Poi la notizia trapelata alla stampa da Alessandra Sampaio, moglie di Phillips, e non ancora confermata dalle autorità, che hanno spiegato di voler attendere il risultato della perizia sui cadaveri. Sampaio ha aggiunto che i parenti di suo marito sono stati informati della morte a Londra dalle autorità britanniche.
Interpellata dalla radio Cbn, l’ambasciata inglese in Brasile non ha tuttavia confermato il decesso del giornalista.

Tra i principali sospettati del presunto duplice delitto c’è Amarildo Costa de Oliveira, detto ‘Pelado’, in carcere da venerdì scorso: testimoni affermano di averlo visto seguire la barca con cui, il 5 giugno, gli scomparsi si stavano recando ad Atalia do Norte, nella riserva indigena di Vale do Javari. La regione, situata nell’Amazzonia occidentale, si trova al confine con Perù e Colombia, e non è escluso che i due si siano imbattuti in una delle rotte utilizzate dai narcotrafficanti.

Philips – 57 anni, un veterano del giornalismo ambientalista – stava lavorando a un libro con il supporto di Pereira, profondo conoscitore delle tribù sperdute nella foresta pluviale. L’associazione indigena Univaja – che ha denunciato per prima la scomparsa – ha riferito che i due si erano messi in viaggio la scorsa settimana in barca per un’area conosciuta come Lago do Jaburu, nella regione di Javari, una vasta distesa di giungla abitata da oltre 20 etnie.
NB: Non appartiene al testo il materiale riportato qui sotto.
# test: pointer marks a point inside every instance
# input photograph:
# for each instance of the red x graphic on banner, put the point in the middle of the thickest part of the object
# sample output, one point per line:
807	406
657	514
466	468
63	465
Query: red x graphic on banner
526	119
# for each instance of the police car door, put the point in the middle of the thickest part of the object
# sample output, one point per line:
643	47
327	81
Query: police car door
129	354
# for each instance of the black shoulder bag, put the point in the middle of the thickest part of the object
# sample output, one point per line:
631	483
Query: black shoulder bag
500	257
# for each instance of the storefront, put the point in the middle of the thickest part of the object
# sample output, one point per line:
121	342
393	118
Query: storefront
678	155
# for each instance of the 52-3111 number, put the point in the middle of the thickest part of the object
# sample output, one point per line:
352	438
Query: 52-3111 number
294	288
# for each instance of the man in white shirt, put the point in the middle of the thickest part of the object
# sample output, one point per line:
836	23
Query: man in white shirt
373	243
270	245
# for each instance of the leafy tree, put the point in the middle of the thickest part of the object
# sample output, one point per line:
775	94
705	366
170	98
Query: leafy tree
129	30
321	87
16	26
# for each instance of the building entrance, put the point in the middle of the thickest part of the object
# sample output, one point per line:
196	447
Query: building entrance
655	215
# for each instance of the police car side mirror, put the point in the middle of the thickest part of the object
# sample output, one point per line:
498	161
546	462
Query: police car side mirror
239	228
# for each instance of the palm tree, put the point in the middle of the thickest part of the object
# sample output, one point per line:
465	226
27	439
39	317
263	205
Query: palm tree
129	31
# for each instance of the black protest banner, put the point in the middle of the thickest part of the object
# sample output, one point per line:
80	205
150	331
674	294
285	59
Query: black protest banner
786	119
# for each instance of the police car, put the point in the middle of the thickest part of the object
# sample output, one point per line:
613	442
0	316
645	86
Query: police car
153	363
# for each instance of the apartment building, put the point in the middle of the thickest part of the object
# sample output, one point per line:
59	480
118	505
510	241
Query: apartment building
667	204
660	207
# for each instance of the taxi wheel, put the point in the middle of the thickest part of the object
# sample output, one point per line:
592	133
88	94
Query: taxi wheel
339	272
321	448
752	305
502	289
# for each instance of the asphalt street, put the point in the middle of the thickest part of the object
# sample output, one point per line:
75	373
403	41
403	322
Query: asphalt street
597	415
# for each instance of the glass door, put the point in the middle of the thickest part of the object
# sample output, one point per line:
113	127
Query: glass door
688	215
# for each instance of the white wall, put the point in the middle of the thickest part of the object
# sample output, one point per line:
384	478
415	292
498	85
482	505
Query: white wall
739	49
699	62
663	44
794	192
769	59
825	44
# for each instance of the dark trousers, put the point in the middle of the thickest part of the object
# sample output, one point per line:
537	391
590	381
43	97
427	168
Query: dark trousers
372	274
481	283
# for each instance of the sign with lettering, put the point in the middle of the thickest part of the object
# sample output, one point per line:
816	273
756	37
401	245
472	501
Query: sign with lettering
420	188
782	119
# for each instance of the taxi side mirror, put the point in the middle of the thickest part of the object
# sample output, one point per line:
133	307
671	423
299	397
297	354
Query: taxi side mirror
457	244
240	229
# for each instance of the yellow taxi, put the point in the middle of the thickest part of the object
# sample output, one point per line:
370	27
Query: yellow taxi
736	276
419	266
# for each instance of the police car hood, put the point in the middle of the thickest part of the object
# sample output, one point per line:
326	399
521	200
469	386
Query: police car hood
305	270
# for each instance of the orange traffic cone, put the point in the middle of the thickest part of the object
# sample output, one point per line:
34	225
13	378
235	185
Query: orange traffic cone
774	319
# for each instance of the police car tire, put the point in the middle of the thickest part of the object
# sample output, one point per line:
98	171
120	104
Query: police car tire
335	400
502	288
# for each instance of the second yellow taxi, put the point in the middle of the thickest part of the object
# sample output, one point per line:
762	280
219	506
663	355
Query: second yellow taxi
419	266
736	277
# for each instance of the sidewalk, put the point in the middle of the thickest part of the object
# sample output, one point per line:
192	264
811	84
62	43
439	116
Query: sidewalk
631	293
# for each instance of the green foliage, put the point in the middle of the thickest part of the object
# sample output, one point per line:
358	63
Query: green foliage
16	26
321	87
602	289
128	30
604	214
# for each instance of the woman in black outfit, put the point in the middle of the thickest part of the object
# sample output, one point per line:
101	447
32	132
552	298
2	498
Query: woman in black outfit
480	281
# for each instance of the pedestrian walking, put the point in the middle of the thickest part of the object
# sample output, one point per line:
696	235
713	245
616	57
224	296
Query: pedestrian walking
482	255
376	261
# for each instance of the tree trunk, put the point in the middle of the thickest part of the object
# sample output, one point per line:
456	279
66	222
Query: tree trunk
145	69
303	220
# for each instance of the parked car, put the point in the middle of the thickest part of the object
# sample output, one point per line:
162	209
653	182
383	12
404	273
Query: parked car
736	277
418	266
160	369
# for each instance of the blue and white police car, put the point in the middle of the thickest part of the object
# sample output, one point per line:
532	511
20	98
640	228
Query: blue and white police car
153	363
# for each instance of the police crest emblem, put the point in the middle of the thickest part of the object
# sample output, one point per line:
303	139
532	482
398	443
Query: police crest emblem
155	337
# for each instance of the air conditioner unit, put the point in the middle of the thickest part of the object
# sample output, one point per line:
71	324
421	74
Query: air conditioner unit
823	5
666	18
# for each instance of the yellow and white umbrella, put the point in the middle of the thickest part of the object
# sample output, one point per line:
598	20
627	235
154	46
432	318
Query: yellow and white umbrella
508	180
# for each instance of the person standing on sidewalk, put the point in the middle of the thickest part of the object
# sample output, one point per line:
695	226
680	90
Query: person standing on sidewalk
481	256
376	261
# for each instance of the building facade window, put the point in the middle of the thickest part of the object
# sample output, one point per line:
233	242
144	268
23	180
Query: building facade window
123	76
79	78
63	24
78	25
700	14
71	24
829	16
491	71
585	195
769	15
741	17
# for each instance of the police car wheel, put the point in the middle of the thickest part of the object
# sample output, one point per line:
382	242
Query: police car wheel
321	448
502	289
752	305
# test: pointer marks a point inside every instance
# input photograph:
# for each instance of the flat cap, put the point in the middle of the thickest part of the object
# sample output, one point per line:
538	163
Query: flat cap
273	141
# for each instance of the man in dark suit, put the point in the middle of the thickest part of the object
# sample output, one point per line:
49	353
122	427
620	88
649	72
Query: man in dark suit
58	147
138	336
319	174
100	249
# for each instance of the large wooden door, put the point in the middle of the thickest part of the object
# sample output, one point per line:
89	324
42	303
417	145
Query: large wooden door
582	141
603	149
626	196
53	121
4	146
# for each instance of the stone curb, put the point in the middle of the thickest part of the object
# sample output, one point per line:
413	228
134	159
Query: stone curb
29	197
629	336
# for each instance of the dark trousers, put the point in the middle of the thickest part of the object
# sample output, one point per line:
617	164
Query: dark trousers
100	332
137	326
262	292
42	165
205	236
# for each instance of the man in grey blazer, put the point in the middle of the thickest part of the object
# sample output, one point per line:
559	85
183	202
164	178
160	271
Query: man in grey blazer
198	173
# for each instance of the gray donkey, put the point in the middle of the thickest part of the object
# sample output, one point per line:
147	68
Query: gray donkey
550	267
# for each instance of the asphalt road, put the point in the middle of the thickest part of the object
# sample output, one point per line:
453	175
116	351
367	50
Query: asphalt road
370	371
Domenica scorsa avrebbero dovuto far ritorno, sempre in barca, ad Atalaia do Norte, dove non sono mai arrivati.

Il caso ha avuto grande ripercussione internazionale e molte ong, tra cui Greenpeace, hanno puntato il dito contro il governo Bolsonaro, ritenendolo “complice” di quanto accaduto per la sua politica ambientale di incentivo all’agroalimentare (che avrebbe tra l’altro favorito la deforestazione) in violazione dei diritti umani dei nativi. Mentre anche l’Onu ha stigmatizzato la lentezza del lavoro svolto da militari e polizia.